• Multigram scale synthesis of polycyclic lactones and evaluation of antitumor and other biological properties

      Grau, L.; Romero, M.; Privat-Contreras, C.; Presa, Daniela; Viñas, M.; Morral, J.; Pors, Klaus; Rubio-Martinez, J.; Pujol, M.D. (2020-01-01)
      An efficient four-step synthesis of tetracyclic lactones from 1,4-benzodioxine-2-carboxylic acid was developed. Ellipticine derivatives exhibit antitumor activity however only a few derivatives without carbazole subunit have been studied to date. Herein, several tetracyclic lactones were synthesized and biologically evaluated. Several compounds (2a, 3a, 4a and 5a) were found to be inhibitors of the Kras-Wnt pathway. The lactone 2a also exerted a potent inhibition of Tau protein translation and was shown to have capacity for CYP1A1-bioactivation. The results obtained are further evidence of the therapeutic potential of tetracyclic lactones related to ellipticine. Molecular modeling studies showed that compound 2a is inserted between helix α3 and α4 of the KRas protein making interactions with the hydrophobic residues Phe90, Glu91, Ile9364, Hie94, Leu133 and Tyr137and a hydrogen bond with residue Arg97.

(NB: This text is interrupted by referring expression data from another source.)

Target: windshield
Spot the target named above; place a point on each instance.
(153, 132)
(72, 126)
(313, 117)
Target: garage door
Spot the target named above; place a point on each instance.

    • Probing cytochrome P450 (CYP) bioactivation with chloromethylindoline bioprecursors derived from the duocarmycin family of compounds

      Ortuzar, N.; Karu, K.; Presa, Daniela; Morais, Goreti R.; Sheldrake, Helen M.; Shnyder, Steve D.; Barnieh, Francis M.; Loadman, Paul M.; Patterson, Laurence H.; Pors, Klaus; et al. (2021-06-15)
      The duocarmycins belong to a class of agent which has great potential for use in cancer therapy. Their exquisite potency means they are too toxic for systemic use, and targeted approaches are required to unlock their clinical potential. In this study, we have explored seco-OH-chloromethylindoline (CI) duocarmycin-based bioprecursors for their potential for cytochrome P450 (CYP)-mediated cancer cell kill. We report on synthetic and biological explorations of racemic seco-CI-MI, where MI is a 5-methoxy indole motif, and dehydroxylated analogues. We show up to a 10-fold bioactivation of de-OH CI-MI and a fluoro bioprecursor analogue in CYP1A1-transfected cells. Using CYP bactosomes, we also demonstrate that CYP1A2 but not CYP1B1 or CYP3A4 has propensity for potentiating these compounds, indicating preference for CYP1A bioactivation.